Saturday, June 16, 2012


Because man is created in the Image of God, his role is central.  Blake sees God as the 'intellectual fountain of Humanity.' The individual human lives within his own mind in spite of appearances to the contrary.  Around this Image of God in each individual, man creates his own reality.

Milton: A Poem by William Blake by Kay Parkhurst Easson and Roger R. Easson we receive an explanation of the concave earth which results from the centrality of man.

Page 141
"Blake describes the earth as concave, as cavern of 'labyrinthine intricacy'; this earth is the human skull or body which, if observed from without, is convex but, if observed from within, is concave. Similarly Blake describes the sky as an 'immortal Tent' ; man 'standing on his own roof, or in his garden' 
sees such concave space as his universe; he sees it from within to without. Because this is true, Blake insists that the astronomer's model of  the earth as 'a Globe rolling through Voidness' is a delusion, for such would be the model of an earth separated from its perceiver. In a concave model, however, all the earth, the sky, the universe are within man's immediate perception.

This view of the physical world attests that Blake has returned the physical body of the individual, and the soul within it, to the center of his cosmos as the medieval world view had done before him.  This is the Vitruvian man, the man in the center of a circle proscribed by the extentions of his limbs. Here, however, Blake's universe is proscribed not by a concepual framework of geography and terrain, but only by the limits of and individual's perception... What Blake asserts, then, is that it is our interaction with perceived objects which is the essential element of reality. 

Just as the Vitruvian man stands in the center of his circle, we stand in a perceptual concavity which is much like a great sensory balloon. Blake calls this concavity the Mundane Egg."

Jerusalem, Plate 71, (E 225)
"What is Above is Within, for every-thing in Eternity is translucent:
The Circumference is Within: Without, is formed the Selfish Center
And the Circumference still expands going forward to Eternity.
And the Center has Eternal States! these States we now explore."
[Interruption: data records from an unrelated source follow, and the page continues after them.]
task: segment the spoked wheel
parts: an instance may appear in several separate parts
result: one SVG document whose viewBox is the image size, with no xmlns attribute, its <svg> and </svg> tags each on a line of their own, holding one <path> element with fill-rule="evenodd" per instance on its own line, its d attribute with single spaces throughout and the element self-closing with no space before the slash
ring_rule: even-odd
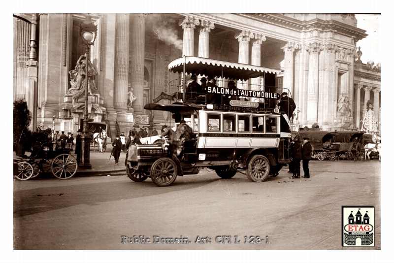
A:
<svg viewBox="0 0 394 263">
<path fill-rule="evenodd" d="M 19 180 L 28 180 L 32 178 L 34 173 L 33 165 L 27 162 L 21 162 L 18 163 L 18 173 L 15 175 Z"/>
<path fill-rule="evenodd" d="M 71 155 L 62 154 L 52 160 L 51 164 L 52 173 L 59 179 L 68 179 L 77 172 L 77 160 Z"/>
<path fill-rule="evenodd" d="M 263 155 L 255 155 L 248 164 L 246 175 L 252 182 L 263 182 L 269 174 L 269 162 Z"/>
<path fill-rule="evenodd" d="M 161 158 L 153 163 L 151 168 L 151 178 L 159 186 L 172 184 L 178 175 L 176 164 L 172 159 Z"/>
<path fill-rule="evenodd" d="M 323 161 L 326 159 L 326 154 L 322 152 L 319 152 L 317 153 L 317 160 L 319 161 Z"/>
<path fill-rule="evenodd" d="M 41 169 L 40 169 L 40 166 L 38 165 L 38 163 L 36 163 L 35 162 L 32 163 L 31 164 L 32 166 L 33 166 L 33 170 L 34 172 L 33 172 L 33 175 L 32 176 L 32 178 L 33 178 L 38 175 L 40 173 L 41 173 Z"/>
<path fill-rule="evenodd" d="M 143 174 L 138 173 L 134 169 L 131 169 L 127 166 L 126 166 L 126 172 L 129 178 L 134 182 L 142 182 L 148 178 Z"/>
<path fill-rule="evenodd" d="M 346 158 L 346 160 L 353 160 L 354 159 L 355 156 L 353 155 L 353 153 L 346 153 L 345 154 L 345 157 Z"/>
<path fill-rule="evenodd" d="M 236 171 L 231 170 L 228 166 L 220 166 L 215 168 L 215 171 L 219 177 L 222 179 L 232 178 L 237 173 Z"/>
</svg>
Jerusalem, Plate 71, (E 225)
"All were his Friends & their Sons & Daughters intermarry in Beulah
For all are Men in Eternity. Rivers Mountains Cities Villages,
All are Human & when you enter into their Bosoms you walk
In Heavens & Earths; as in your own Bosom you bear your Heaven
And Earth, & all you behold, tho it appears Without it is Within
In your Imagination of which this World of Mortality is but a Shadow."    
Jerusalem, Plate 72, (E 227)
"All the Nations Peoples & Tongues throughout all the Earth

And the Four Gates of Los surround the Universe Within and       
Without; & whatever is visible in the Vegetable Earth, the same
Is visible in the Mundane Shell; reversd in mountain & vale
And a Son of Eden was set over each Daughter of Beulah to guard
In Albions Tomb the wondrous Creation: & the Four-fold Gate
Towards Beulah is to the South[.] Fenelon, Guion, Teresa,    
Whitefield & Hervey, guard that Gate; with all the gentle Souls
Who guide the great Wine-press of Love; Four precious stones that Gate:"


Vincent said...

This concave earth is the most interesting & provocative Blakean idea I've come across yet after following your valuable blog for a couple of weeks.

However I must point out an erroneous word usage. When you say "proscribe", I'm certain you mean "describe" in the sense "To delineate, mark out the form or shape of, trace the outline of (a geometrical figure, etc.)" (Oxford English Dictionary, sense 4).

"Proscribe" on the other hand always has the negative sense of condemn or interdict, as confirmed by the OED.

ellie said...

Thank you Vincent, for reading and commenting.

I have to attribute the error to the authors whom I was quoting. I think the word 'inscribe' might be a good substitution. I am glad to have to definition of 'proscribe' called to my attention.

Blake teaches us that if we persist in our errors, we may become aware of them and decide to change.

"If the fool would persist in his folly he would become wise."